Production photograph by Robert Workman.

This is a real ensemble piece, a play where the company work as a whole mostly playing two or even three parts and it needs to be fast and minutely organised. This demands an outside eye and a disciplined approach and it is where a director can really earn their fee. Max Stafford Clark obviously couldn’t know the play any better having already directed a fine original production and his skill allows you to marvel quietly as the perfect clockwork of the staging moves forward and concentrate on the characters. They are worth concentrating on, well played and dynamic by a mostly very experienced cast. The women are particularly strongly played. Laura Dos Santos has a nice simple, shy goodness as Mary Brennan, protected by her friend Dabby Bryant, a lively spirited performance by Helen Bradbury. Lisa Kerr is particularly moving as Duckling Smith and it is not difficult at all to imagine that Kathryn O’Reilly’s Liz Morden is the most dangerous of the women- though even she is not without a vulnerable side. Many of these people have been driven to do what they did by desperation not wickedness.

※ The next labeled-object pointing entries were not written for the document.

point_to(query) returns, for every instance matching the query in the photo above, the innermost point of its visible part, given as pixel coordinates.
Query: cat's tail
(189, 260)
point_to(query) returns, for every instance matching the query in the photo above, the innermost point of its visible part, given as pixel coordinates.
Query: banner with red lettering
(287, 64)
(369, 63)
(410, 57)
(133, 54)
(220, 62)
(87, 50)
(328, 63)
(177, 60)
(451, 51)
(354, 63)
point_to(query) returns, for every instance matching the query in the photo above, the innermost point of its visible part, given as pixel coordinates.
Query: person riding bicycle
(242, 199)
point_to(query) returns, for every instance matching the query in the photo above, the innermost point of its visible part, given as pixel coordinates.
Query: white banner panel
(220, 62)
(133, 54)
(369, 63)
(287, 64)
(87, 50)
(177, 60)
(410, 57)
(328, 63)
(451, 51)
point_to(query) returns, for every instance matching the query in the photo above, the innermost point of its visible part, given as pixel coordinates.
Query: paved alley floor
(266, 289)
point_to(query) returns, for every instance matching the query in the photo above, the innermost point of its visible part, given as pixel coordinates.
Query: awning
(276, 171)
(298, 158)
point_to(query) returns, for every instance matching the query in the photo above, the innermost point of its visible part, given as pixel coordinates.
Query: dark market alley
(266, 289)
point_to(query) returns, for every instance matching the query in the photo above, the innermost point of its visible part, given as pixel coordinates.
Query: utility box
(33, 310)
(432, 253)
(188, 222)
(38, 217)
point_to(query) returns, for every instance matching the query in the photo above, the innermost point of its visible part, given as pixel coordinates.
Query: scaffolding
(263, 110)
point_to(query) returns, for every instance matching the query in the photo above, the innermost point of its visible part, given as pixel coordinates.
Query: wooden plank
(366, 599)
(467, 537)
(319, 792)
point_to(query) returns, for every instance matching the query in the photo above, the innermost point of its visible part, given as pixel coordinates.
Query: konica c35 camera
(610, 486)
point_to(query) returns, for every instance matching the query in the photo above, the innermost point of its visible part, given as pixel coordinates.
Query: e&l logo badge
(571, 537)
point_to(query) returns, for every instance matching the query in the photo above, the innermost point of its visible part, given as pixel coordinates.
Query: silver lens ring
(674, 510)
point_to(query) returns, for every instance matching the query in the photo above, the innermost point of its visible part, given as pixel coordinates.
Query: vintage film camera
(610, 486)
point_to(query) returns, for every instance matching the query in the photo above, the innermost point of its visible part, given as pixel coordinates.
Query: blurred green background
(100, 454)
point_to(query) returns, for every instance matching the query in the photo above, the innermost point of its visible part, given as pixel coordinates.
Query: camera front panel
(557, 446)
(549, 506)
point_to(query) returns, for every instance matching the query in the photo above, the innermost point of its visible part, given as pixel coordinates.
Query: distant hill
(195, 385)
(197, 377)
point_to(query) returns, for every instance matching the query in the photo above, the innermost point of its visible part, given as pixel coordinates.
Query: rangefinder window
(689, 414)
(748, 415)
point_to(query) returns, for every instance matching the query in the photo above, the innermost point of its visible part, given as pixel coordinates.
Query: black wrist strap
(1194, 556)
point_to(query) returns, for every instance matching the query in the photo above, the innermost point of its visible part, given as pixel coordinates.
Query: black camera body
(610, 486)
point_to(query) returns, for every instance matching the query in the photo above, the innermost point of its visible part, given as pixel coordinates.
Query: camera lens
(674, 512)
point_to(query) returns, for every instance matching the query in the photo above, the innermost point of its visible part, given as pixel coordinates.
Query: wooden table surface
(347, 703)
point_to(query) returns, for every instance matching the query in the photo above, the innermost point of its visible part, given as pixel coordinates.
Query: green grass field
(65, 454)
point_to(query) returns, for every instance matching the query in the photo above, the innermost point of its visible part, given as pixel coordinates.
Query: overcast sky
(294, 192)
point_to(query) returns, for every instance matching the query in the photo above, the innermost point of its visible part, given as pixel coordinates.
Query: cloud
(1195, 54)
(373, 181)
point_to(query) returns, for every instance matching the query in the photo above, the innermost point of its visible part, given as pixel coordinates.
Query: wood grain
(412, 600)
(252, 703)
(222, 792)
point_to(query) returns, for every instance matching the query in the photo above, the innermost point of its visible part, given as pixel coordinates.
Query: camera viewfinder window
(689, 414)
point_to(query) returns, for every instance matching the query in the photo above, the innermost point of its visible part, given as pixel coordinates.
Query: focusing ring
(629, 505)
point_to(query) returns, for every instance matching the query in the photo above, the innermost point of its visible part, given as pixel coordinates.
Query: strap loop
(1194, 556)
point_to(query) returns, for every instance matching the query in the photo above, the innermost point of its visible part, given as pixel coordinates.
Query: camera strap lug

Ian Redford as Midshipman Harry Brewer and Lisa Kerr as Duckling Smith.
Production photograph by Robert Workman.

The officers of the penal colony are a diverse bunch, and in some ways they have also been deported. Their situation is also harsh and they are just as vulnerable to the severe conditions and the threat of starvation as their captives. They are drawn to find comfort from the convict women, blurring the boundaries further, and while some of them revel in the cruelty they are asked to dispense others question their own morality and dignity. Ralph Clark, the young officer who directs the play, is one of the second kind. Dominic Thorburn gives him a touching dignity and watching him try to hold onto his sense of human goodness and loyalty in the face of appalling difficulties is fascinating. The play is as much a lifeline to him as it is to the convicts and allows him to grow and find love and compassion as he works on it. His mentor the governor, Captain Arthur Freeman, is given great dignity by John Hollingworth, who also plays the convict John Wisehammer. This is a clever piece of doubling within the play as it is clear that Wisehammer could very easily have taken on a role of that kind had life dealt him different cards. I was very moved by Ian Redford’s performance as midshipman Harry Brewer. Harry is desperate for love and warmth in a harsh world and uncertain of whether he has really found it with Duckling, who he loves desperately.

Watching this story unfold and knowing that it is based on truth you can’t help but be humbled by the strength of the human spirit and how it may be able to retain a capacity for love, dignity and compassion against all the odds. Certainly a great play and one which has stood the test of time better than most. This story will never become untrue or outdated. It is a portrait of a fascinating moment in history which can still speak to us now.